The Go-Mobile Revs Up the action: The 'Go-Mobile' of the title is a complex device that enables the audience to 'be inside' a speeding car with Bourne, creating a more convincing car chase. This intimacy is facilitated by the 'Go-Mobile' which is effectively a pod that can be attached to the car, from which the stunt driver drives the car and performs a series of impressive skids etc. whilst the camera remains fixed on Damon, who needs little in the way of acting to convey the reality of the scene.
Anatomy of a Scene: The Explosive Bridge Chase: Another concise featurette that centres on Matt Damon having to - almost literally - take the plunge and perform his own stunt by jumping off a Berlin bridge and landing onto a conveniently placed barge.
Scoring With John Powell: A featurette examining, as you might expect, the process of scoring the music for the film. I personally found it rather tedious, Powell's 'novel' use of music cues failing to really interest me - but then again The Bourne Supremacy's score never exactly struck me as being especially remarkable.
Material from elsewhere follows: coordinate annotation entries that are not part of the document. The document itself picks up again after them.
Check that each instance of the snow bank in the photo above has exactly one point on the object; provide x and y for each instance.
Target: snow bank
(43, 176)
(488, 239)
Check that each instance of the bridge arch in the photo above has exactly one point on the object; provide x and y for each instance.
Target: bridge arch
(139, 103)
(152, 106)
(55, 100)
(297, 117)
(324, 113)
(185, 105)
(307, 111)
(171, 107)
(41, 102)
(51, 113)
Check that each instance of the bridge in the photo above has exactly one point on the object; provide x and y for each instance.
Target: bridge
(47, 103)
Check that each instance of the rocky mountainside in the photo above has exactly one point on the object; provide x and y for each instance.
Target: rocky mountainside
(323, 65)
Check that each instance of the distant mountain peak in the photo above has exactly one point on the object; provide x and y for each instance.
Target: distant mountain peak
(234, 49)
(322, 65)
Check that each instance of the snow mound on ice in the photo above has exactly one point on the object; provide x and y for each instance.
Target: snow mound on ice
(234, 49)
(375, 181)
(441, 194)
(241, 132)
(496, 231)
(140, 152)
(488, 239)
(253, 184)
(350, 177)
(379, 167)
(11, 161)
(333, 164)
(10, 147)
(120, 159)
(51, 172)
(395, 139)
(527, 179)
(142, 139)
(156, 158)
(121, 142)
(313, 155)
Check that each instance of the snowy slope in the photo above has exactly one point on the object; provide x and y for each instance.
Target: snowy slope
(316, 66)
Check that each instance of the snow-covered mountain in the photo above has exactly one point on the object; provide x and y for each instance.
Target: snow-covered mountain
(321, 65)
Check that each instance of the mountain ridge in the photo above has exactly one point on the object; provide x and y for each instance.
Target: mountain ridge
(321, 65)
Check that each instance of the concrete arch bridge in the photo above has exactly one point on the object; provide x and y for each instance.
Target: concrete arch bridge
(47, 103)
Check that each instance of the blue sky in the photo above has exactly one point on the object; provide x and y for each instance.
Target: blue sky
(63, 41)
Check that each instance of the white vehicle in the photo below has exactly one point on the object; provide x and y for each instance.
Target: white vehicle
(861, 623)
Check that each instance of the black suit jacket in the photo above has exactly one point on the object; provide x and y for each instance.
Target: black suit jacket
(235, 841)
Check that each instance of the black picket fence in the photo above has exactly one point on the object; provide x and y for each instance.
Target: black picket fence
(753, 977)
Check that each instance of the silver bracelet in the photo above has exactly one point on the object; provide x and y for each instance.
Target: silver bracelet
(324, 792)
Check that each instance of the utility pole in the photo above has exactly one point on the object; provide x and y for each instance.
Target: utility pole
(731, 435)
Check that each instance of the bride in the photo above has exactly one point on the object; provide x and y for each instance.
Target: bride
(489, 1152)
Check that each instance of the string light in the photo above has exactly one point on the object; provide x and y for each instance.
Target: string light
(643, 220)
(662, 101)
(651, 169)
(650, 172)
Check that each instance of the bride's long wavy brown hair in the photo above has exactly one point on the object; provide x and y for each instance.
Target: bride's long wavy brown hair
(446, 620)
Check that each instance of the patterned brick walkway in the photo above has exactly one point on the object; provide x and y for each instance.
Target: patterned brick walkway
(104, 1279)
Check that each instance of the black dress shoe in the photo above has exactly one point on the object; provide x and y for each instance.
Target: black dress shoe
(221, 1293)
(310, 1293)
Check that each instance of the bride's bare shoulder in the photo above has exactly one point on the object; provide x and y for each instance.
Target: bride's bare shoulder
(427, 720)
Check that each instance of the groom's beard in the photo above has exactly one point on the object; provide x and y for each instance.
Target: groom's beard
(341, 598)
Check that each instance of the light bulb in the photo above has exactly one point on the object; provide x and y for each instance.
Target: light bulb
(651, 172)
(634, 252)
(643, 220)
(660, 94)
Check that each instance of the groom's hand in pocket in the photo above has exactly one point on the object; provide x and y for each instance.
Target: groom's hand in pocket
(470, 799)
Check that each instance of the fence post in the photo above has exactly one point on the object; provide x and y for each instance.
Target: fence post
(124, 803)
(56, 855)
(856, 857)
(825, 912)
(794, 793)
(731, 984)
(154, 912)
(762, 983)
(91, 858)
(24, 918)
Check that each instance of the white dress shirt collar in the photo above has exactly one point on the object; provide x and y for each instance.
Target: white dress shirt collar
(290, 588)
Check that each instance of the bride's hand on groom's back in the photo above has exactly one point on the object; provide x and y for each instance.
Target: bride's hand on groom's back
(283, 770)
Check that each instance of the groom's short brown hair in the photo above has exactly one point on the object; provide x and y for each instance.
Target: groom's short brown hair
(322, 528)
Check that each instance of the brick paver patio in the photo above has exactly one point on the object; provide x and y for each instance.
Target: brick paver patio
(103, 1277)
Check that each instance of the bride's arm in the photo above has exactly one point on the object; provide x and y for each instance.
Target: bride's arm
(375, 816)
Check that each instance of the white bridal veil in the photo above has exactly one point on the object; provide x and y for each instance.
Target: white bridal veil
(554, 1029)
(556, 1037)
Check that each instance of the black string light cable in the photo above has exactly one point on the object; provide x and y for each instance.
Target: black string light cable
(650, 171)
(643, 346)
Keeping it Real: It's a pity they had to limit this feature to a paltry five minutes, since it details why the producers made the vaguely risky decision to enlist a virtually unknown director to 'keep it real' in regards to the film's style, by giving it (in Greengrass's words) 'a visceral intensity'. Quite interesting, but its brevity precludes the possibility of any real insight.
I think I can safely say that The Bourne Supremacy hasn't revolutionised the ever staling action genre, however it remains manically exciting for the entirety of its duration and has even given me hope that the proposed sequel, The Bourne Ultimatum, might actually be deserving of more than the wearily disinterested apathy that sequels generally inspire in me. The disc (which will probably be substituted by a special edition in later years if the aforementioned sequel is produced) might not provide a revealing exposé of the film's production, but it at least offers a high-quality presentation that should assuage the doubts of all but the most sceptical DVD buyers.